Like it or not, ALL businesses are in the business of data science. The sheer volume of digitally stored information, its exponential growth, and its potential to not just transform businesses, but to reshape the economic landscape borders on the unfathomable. A few numbers to try to wrap your mind around, for example:
IBM estimates that 90% of the data in the world today has been created in the past two years
In 2000, only 25% of stored information was digital – by 2013, stored information reached 1,200 exabytes, with only 2% being non-digital
Stored information grows 4x faster than the world economy
No one would deny that collecting, managing, interpreting, and putting data to use is now mission-critical for all organizations. And to do it, we need data scientists. But what exactly is data science? What do data scientists do? How do we effectively attract and retain the right type of specialists? How will we know when we have the right mix of technical skill and know-how to truly make use of the data that’s available?
More to the point, how do you ensure that you’re fostering the right amount of data fluency within your team, even if that just means knowing which data scientist to talk and when for any given data-related query?
Our clients come to us with these questions all the time. Check out our recent post about the Data Science Drought and how it may be affecting your organization. But first, keep reading below, where we’ve done some of the legwork for you and summarize a few of the most widely used models for defining data science.
Defining by Specialization
The simplest and most common approach is to distinguish by specialization with Type A (“Analysis”) and Type B (“Building”). Type A data scientists are primarily concerned with making sense of data – they interpret it and make it useful – and they work with data in a fairly static state. The result of their work usually comes in the form of a presentation, a report, or an article.
Type B, on the other hand, are the builders of the data science world. They probably have a statistics background and are usually very strong coders, maybe even software designers. They design and build machine learning models that allow data to perform as needed.
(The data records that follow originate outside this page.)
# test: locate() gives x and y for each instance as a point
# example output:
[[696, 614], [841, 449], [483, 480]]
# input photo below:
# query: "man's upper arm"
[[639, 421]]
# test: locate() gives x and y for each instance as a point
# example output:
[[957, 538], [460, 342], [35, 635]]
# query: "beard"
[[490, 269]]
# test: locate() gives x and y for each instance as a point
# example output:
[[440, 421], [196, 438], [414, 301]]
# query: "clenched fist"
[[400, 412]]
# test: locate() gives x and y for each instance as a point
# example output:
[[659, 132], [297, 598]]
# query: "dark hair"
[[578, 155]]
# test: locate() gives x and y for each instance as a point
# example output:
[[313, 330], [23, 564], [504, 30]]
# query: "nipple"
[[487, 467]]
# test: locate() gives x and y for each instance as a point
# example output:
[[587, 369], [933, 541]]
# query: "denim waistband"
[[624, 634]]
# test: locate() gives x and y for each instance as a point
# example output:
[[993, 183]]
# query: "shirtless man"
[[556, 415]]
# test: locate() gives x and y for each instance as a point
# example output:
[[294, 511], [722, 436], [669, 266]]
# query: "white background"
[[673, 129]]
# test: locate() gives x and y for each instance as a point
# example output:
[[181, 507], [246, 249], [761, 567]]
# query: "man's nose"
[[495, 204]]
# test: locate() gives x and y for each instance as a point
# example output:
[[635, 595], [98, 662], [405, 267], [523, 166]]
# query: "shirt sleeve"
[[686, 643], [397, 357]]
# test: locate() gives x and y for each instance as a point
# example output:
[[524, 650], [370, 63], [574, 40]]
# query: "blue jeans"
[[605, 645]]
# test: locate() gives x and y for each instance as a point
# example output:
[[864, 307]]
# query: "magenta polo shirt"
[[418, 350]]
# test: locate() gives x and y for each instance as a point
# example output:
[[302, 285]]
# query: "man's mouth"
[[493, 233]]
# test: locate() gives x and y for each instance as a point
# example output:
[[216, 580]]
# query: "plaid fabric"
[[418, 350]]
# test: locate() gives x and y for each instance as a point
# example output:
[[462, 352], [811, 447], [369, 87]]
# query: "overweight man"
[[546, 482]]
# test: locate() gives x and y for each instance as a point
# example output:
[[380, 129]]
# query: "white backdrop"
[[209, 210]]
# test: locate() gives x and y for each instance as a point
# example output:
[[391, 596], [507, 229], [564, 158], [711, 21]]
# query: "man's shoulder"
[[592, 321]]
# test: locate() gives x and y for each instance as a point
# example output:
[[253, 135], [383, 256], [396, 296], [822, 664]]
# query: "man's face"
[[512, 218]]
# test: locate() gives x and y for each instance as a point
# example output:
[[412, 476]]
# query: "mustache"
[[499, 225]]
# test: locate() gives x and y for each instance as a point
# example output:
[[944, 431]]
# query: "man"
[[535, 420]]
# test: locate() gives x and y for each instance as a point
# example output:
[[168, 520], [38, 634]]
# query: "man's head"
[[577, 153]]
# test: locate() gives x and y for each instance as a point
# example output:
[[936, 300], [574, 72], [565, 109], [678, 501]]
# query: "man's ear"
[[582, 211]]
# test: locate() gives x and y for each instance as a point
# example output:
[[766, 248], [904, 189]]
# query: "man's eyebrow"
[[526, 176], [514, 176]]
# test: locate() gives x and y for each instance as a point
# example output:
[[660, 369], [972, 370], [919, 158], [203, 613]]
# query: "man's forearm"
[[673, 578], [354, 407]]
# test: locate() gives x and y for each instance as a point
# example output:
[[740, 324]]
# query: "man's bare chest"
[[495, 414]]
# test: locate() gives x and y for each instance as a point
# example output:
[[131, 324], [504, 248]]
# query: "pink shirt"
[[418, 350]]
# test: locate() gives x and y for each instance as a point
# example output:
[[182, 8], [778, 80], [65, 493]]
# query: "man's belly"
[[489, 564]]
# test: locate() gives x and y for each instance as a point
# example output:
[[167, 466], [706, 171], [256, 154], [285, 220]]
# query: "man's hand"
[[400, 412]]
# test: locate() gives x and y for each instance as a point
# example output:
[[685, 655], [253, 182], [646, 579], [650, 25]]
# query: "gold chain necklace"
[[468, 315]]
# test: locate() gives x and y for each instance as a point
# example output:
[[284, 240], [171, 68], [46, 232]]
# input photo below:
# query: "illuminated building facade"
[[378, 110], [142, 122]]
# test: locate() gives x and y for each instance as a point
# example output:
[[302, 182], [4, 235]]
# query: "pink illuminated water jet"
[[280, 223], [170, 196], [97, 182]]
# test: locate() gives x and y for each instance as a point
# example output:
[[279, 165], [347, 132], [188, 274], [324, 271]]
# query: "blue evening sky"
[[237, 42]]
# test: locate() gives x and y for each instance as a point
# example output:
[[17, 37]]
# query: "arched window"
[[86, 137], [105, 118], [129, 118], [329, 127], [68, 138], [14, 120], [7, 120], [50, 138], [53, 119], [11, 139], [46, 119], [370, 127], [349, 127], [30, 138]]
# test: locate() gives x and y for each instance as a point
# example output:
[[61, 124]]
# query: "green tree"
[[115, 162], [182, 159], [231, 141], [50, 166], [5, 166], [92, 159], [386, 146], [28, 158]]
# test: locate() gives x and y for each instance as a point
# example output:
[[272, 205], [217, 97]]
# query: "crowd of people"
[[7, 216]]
The Type A/Type B paradigm is a helpful way to start to parsing through the breadth of work that falls underneath the banner of data science, but these specialization distinctions do not necessarily translate into the day-to-day data life of practitioners. While some of the shinier, “fetishized” applications of data science like machine learning and deep learning may be reserved to certain specialists, there are core functions that are shared amongst even the most diverse set of data scientists:
“…Working data scientists make their daily bread and butter through data collection and data cleaning; building dashboards and reports; data visualization; statistical inference; communicating results to key stakeholders; and convincing decision makers of their results.”
Defining by Functionality
There are even finer delineations to be made beyond the binary Type A/Type B distinction. Data Science consultant and expert, Jonathan Nolis, offers three functional components of data science that help to explain: business intelligence, decision science, and machine learning.
The first of these according to Nolis is really about “taking data that the company has and getting it in front of the right people.” Think data extraction, aggregation, and visualization. A next level is decision science, which uses that organized data to then help a company make a decision or set of decisions (predictive analytics, decision support, customized targeting). The final step, then, is asking machine learning to “take data science models and put them into continuous production. Combining this functional distinction with the Type A/Type B specialization paradigm starts to paint a picture of the data scientist within the organization.
Defining by how data scientists fit into the organization
McKinsey & Co. drill down further into functional and specialization distinctions across a three-part diagram. It offers a third way of defining data scientists by explaining how they fit into the larger team. It also emphasizes how skills interrelate to allow for meaningful use of data science throughout the organization – weaving business, analytical, and data skills together.